As you can see from the email updates, the news did get a little better. I was torn about going or not going to Lynden. I had just been there the week after Christmas, we didn't know how long it might be for Dad, or if he might actually recover, I wasn't sure whether to leave work, and so on. Then I talked on the phone to both Jan and Kathy. They were exhausted and incredibly sad. I knew then, I wanted to go, and Randy urged me to do it. I booked a one-way flight and arrived on Wednesday, January 23rd.
Jan picked me up from the airport and we both went to the hospital. Kathy came to the hospital, too. We got the approval to move Dad to Lynden Manor and I went along with him in the ambulance. We held hands most of the trip. He didn't talk a whole lot but would answer if someone asked him a question.
When they opened the doors at Lynden Manor, there was the smell of cow manure. I kind of laughed and said, "Smells like Lynden." I realized later there was a farm right across the street.

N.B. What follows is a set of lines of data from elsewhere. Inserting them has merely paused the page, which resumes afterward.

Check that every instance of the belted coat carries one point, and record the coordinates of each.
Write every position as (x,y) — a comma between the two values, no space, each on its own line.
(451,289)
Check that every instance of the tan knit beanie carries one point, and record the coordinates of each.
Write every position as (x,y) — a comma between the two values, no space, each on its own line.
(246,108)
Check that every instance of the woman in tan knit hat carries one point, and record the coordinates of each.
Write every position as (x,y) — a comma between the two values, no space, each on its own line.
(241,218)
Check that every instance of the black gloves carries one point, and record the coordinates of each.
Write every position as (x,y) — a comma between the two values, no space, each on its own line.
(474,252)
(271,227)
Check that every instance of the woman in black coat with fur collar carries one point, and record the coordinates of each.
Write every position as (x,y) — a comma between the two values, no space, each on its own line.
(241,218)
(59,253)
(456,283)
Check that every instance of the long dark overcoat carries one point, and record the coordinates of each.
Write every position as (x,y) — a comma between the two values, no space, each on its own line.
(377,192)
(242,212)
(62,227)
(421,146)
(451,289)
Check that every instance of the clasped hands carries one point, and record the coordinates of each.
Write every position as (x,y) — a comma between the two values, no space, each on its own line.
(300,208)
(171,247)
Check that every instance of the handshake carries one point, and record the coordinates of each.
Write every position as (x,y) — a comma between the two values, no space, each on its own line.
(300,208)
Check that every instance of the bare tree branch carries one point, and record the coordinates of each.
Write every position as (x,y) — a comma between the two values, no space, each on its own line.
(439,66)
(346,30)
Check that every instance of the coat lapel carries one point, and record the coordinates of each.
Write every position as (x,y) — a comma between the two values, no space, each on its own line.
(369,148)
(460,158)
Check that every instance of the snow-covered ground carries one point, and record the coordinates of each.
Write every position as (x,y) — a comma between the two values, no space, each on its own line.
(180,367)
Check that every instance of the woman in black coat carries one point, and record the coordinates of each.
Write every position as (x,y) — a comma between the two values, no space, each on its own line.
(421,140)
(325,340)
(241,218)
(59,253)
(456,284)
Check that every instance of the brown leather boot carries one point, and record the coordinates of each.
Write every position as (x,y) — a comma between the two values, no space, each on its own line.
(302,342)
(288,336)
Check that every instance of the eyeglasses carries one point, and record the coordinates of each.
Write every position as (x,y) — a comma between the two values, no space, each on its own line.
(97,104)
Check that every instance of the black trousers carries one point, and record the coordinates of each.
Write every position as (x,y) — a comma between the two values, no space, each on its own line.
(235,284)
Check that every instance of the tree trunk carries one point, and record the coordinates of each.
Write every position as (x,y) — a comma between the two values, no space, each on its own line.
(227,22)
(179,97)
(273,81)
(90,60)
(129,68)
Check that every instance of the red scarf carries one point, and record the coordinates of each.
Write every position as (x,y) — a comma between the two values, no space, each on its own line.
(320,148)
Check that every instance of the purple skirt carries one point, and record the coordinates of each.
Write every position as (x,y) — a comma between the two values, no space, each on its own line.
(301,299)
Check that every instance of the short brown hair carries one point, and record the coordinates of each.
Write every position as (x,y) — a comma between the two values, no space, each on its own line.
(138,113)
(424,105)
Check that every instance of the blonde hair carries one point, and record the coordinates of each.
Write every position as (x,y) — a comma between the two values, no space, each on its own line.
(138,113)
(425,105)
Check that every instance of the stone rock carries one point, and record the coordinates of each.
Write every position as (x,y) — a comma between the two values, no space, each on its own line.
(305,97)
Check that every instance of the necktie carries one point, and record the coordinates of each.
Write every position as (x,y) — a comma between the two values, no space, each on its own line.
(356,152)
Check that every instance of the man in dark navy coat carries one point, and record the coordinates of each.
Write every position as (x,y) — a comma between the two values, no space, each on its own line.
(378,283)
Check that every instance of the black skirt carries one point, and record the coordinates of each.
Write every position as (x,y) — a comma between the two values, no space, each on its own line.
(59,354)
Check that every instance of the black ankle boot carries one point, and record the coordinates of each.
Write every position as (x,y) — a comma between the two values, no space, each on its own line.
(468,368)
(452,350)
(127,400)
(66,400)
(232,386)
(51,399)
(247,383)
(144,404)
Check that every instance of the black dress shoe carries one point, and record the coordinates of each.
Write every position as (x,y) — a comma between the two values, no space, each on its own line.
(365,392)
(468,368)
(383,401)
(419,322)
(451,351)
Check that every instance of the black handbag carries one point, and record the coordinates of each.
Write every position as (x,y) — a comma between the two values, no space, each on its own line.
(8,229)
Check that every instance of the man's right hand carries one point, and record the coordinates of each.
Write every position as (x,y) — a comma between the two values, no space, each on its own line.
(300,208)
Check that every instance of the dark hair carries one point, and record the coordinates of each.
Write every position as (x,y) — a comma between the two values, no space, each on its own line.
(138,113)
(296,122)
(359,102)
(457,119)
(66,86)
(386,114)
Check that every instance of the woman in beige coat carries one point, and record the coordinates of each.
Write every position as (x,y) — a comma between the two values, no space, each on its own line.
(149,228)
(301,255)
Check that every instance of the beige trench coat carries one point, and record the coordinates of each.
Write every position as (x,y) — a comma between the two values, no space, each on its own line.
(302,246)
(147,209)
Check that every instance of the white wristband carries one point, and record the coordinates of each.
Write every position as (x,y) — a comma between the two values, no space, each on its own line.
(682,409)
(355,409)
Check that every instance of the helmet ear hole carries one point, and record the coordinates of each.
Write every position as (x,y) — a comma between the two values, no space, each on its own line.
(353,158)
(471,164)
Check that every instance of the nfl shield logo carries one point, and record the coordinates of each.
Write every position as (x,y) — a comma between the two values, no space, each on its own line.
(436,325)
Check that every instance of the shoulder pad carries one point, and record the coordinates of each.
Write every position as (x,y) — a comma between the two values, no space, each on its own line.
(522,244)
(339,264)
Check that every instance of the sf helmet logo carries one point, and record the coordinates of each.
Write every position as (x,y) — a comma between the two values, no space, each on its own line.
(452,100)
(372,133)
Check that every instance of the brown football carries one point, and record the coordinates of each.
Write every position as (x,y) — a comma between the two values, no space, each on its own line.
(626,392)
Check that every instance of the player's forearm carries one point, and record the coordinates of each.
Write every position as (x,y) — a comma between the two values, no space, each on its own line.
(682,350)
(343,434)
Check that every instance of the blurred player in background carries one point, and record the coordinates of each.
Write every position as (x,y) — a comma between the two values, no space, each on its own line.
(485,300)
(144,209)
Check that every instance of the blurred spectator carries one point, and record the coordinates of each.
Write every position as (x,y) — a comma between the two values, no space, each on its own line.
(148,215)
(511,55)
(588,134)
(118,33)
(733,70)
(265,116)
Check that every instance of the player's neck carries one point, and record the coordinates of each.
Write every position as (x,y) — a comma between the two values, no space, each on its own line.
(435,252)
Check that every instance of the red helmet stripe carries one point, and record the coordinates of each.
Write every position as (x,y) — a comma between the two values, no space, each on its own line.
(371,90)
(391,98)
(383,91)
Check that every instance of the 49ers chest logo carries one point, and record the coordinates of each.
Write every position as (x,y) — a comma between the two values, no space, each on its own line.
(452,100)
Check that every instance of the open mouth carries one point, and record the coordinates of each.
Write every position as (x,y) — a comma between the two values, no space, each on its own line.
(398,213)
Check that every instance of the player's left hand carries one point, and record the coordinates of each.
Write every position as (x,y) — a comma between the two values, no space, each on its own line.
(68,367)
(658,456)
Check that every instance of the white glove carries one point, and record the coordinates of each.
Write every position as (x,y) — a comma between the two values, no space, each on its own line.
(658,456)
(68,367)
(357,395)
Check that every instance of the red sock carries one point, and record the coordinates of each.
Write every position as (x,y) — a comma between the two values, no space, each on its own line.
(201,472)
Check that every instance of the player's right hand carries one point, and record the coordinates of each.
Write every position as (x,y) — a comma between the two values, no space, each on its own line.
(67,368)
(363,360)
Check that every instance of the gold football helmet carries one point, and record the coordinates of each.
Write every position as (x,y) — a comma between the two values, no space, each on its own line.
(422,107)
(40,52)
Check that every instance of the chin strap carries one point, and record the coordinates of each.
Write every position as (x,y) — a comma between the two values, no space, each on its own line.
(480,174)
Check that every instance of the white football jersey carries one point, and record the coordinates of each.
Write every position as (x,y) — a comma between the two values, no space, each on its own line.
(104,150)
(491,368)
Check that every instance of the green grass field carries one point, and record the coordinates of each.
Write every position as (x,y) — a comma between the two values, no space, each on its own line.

No wonder.
They took Dad into the room and got him settled in a bed in a fairly large room, all by himself at the end of the hall. It seemed pretty nice, with a window and room for several chairs, even later a small extra bed that we could use to sleep on. They brought in a recliner and that was what we slept in most of the time. Kathy, Jan, and I took turns being with Dad 24x7.
Every time Dad woke up, he tried to get out of bed. Sometimes it was because he had to go to the bathroom, but a lot of times it was just he wanted to get out of bed. We'd say, "Where are you going, Dad?" and he'd say, kind of surprised, "I'm getting out of bed." We'd remind him he had to press the button to get help. With that happening every time, we just did not think we should leave him alone; he might fall.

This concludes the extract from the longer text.